Today’s business world increasingly takes place in a global environment whose consumers’ needs are constantly changing — driven by the rise of emerging economies like Brazil, China and India, among others. Staying relevant in such an environment requires being able to read trends that can make or break a business, depending on how its management seeks to capitalize on them.
Emergence of Robotics
Once viewed as the domain of science fiction writers, robotics is playing a bigger role for companies looking to boost productivity, yet remain competitive globally. Examples include nations like China, which has embraced robots as a way to control its spiraling wages, an analysis by the Bank of New York Mellon suggests. The International Federation of Robotics estimated robot sales of 225,000 units in 2014, or 27 percent better than 2013, the bank’s report indicates. The auto industry remains the top robotics user, with further growth anticipated in the education, healthcare and leisure fields.

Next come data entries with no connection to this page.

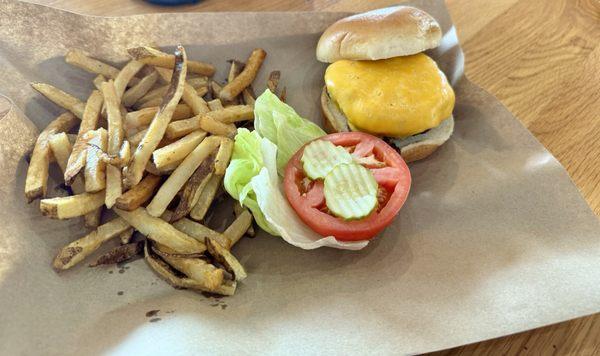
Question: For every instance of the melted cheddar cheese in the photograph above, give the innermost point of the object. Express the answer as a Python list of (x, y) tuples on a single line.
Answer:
[(396, 97)]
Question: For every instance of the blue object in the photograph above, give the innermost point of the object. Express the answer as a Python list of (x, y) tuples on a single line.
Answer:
[(172, 2)]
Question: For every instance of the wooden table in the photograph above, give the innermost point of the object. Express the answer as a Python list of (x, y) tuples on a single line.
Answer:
[(540, 58)]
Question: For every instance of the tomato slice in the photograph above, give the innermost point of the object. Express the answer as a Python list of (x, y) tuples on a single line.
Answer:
[(308, 204)]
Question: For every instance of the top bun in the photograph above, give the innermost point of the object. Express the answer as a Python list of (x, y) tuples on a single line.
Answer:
[(379, 34)]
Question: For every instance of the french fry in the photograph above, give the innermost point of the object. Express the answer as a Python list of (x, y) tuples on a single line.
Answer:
[(182, 173), (80, 59), (120, 253), (232, 114), (273, 81), (161, 231), (155, 133), (89, 121), (178, 150), (215, 127), (246, 77), (248, 95), (193, 187), (36, 182), (159, 92), (143, 117), (115, 138), (61, 149), (206, 197), (126, 236), (136, 92), (79, 249), (238, 227), (139, 194), (226, 259), (95, 168), (157, 58), (166, 272), (60, 98), (215, 104), (71, 206), (223, 156), (98, 81)]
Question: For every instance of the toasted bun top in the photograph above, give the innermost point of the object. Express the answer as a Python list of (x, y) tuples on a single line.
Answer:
[(379, 34)]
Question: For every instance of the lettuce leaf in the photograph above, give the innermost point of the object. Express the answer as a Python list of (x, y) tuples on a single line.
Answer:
[(246, 162), (280, 124)]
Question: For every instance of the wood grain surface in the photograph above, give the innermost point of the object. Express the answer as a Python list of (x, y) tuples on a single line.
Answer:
[(540, 58)]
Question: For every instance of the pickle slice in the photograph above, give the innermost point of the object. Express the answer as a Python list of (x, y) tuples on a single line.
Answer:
[(350, 191), (320, 157)]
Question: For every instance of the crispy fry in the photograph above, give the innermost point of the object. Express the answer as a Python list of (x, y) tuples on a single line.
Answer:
[(157, 58), (133, 173), (126, 236), (120, 253), (79, 249), (273, 81), (193, 187), (37, 174), (206, 197), (115, 138), (136, 92), (89, 121), (143, 117), (95, 168), (238, 228), (226, 259), (71, 206), (159, 92), (139, 194), (248, 95), (233, 114), (215, 104), (223, 155), (98, 81), (80, 59), (125, 76), (60, 98), (246, 77), (178, 150), (182, 173), (166, 272), (161, 231)]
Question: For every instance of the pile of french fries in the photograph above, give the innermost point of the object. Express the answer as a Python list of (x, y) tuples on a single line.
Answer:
[(153, 143)]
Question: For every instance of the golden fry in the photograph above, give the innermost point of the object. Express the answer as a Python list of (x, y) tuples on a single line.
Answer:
[(95, 168), (79, 249), (139, 194), (60, 98), (178, 150), (246, 77), (89, 121), (182, 173), (37, 174), (155, 133), (157, 58), (71, 206), (161, 231)]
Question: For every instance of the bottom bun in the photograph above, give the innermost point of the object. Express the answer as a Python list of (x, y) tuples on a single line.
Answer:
[(412, 148)]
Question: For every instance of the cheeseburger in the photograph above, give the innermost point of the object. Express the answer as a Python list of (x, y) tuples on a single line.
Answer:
[(380, 82)]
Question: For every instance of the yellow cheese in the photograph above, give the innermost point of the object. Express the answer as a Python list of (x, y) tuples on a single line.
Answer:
[(396, 97)]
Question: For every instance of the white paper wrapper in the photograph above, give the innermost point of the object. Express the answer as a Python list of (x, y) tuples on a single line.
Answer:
[(494, 238)]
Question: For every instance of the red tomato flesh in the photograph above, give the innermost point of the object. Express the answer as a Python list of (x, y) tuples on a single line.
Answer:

New Supply Chain Management Models
The vulnerability of production lines to disasters has prompted many businesses to rethink traditional concepts of supply chain management — which focused on tight inventories and limiting production at a handful of facilities, suggests a Deloitte University Press report on key trends of 2014. Toyota rethought its approach after a major earthquake in Japan — where most of its parts facilities were located — led to a 29.9 percent global decrease in production, the report states. Toyota responded by spreading its production over more facilities, and re-engineering many of its vehicle components to allow the use of more common parts.
Growing population diversity requires businesses to rethink previous assumptions of customer bases and how to reach them. Companies that learn this lesson are better able to capitalize on the spending habits of demographic groups that formerly seemed off limits, asserts business consultant Avi Dan in a Forbes magazine article, “11 Marketing Trends to Watch For in 2015.”
Virtual Workforce Expansion
Technologies like email, instant messaging and video conferencing make it possible to interact across different time zones without sharing the same work space, as previous generations of workers did. For example, roughly 20 to 30 million people in the United States now work at least one day a week at home, states a PI Worldwide report posted by the International Association for Human Resource Information Management. Companies, in turn, can increasingly vary schedules and priorities to suit their own production needs.